If your favorite distribution doesn't ship RISC-V tools then now is the time to get those packages in!
- September 21st: ORConf hosted by the Gdańsk University of Technology in Gdańsk, Poland.
- October 18: RISC-V Day Tokyo hosted by Keio University in Tokyo, Japan.
- October 22: RISC-V BoF at Embedded Linux Conference + IoT Summit Europe hosted by The Linux Foundation in Edinburgh, UK.
- November 13: RISC-V Microconference at Linux Plumbers Conference in Vancouver, Canada.
- December 3: RISC-V Summit in Santa Clara, CA.

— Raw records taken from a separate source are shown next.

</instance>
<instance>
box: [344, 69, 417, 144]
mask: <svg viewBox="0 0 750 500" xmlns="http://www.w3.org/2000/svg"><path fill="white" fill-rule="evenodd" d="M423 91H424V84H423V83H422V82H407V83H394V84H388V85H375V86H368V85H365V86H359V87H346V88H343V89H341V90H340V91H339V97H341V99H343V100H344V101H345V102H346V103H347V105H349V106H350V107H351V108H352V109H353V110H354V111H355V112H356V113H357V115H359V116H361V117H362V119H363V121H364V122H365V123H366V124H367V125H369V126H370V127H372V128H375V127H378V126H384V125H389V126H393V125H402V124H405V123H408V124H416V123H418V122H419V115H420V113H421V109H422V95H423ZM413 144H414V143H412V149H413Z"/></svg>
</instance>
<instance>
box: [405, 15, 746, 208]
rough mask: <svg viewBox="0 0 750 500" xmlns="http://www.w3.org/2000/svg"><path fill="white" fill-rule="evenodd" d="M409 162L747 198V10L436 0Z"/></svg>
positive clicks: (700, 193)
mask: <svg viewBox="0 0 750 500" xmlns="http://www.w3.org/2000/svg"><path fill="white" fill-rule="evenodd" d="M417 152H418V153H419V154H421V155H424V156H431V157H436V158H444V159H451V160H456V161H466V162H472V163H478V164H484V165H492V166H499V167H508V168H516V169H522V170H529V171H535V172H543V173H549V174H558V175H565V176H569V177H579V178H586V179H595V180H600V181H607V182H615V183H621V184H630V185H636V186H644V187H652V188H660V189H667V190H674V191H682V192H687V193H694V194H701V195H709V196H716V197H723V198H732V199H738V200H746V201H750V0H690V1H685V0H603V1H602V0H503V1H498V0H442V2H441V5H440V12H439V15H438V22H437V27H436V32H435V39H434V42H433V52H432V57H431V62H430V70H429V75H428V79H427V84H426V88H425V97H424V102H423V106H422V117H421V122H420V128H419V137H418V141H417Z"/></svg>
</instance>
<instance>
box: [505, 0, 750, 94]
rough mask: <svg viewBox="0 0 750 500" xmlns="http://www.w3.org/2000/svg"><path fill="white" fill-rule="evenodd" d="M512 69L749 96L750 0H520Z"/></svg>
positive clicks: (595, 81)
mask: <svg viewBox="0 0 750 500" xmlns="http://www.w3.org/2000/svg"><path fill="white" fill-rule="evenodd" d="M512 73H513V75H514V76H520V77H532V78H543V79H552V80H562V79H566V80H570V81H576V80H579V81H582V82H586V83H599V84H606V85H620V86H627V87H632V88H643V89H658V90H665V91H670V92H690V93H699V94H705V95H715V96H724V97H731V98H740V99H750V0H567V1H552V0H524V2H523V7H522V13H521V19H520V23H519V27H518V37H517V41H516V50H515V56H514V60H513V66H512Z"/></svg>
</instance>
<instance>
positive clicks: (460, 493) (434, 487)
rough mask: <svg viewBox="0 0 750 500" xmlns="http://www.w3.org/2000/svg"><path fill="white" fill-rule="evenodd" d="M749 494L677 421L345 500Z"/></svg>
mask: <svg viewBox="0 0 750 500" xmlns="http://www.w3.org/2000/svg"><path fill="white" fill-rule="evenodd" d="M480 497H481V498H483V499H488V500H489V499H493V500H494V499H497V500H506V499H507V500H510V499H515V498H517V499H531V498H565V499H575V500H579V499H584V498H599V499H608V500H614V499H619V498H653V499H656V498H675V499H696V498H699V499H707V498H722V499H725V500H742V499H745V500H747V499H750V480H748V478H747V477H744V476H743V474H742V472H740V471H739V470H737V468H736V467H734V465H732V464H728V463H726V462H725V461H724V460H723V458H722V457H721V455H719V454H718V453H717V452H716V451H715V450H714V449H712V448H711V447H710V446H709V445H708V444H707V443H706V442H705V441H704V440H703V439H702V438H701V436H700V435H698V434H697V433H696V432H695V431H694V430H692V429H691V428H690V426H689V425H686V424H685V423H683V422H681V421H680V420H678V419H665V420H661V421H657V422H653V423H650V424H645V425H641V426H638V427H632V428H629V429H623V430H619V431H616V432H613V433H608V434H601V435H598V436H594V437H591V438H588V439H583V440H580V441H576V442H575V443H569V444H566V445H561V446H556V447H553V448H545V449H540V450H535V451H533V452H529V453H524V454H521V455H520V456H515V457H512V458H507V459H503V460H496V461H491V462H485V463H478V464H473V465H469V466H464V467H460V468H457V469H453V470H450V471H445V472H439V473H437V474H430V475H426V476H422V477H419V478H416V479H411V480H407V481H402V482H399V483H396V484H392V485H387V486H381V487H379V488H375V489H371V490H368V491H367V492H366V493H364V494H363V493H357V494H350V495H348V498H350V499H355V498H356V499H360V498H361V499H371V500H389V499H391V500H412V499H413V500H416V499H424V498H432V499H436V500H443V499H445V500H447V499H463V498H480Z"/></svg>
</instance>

Contributing to "Last Week in RISC-V"
Like everything else in the RISC-V ecosystem, this won't be possible as just a one-man effort. I'm hosting the sources at github.com/sifive/last-week-in-risc-v, so if you're comfortable editing them feel free to open a pull request. If you don't want to get involved in GitHub then you're also welcome to just mail me patches or blurbs for inclusion and I can merge them together.
I don't really have any specific criteria as to what will or won't be included. Part of the reason I'm doing this is that the RISC-V ecosystem has started to get big enough that there are huge sections of it that I know nothing about, so I think the starting criteria will be "anything I'm interested enough in to want to read" and we'll just go from there!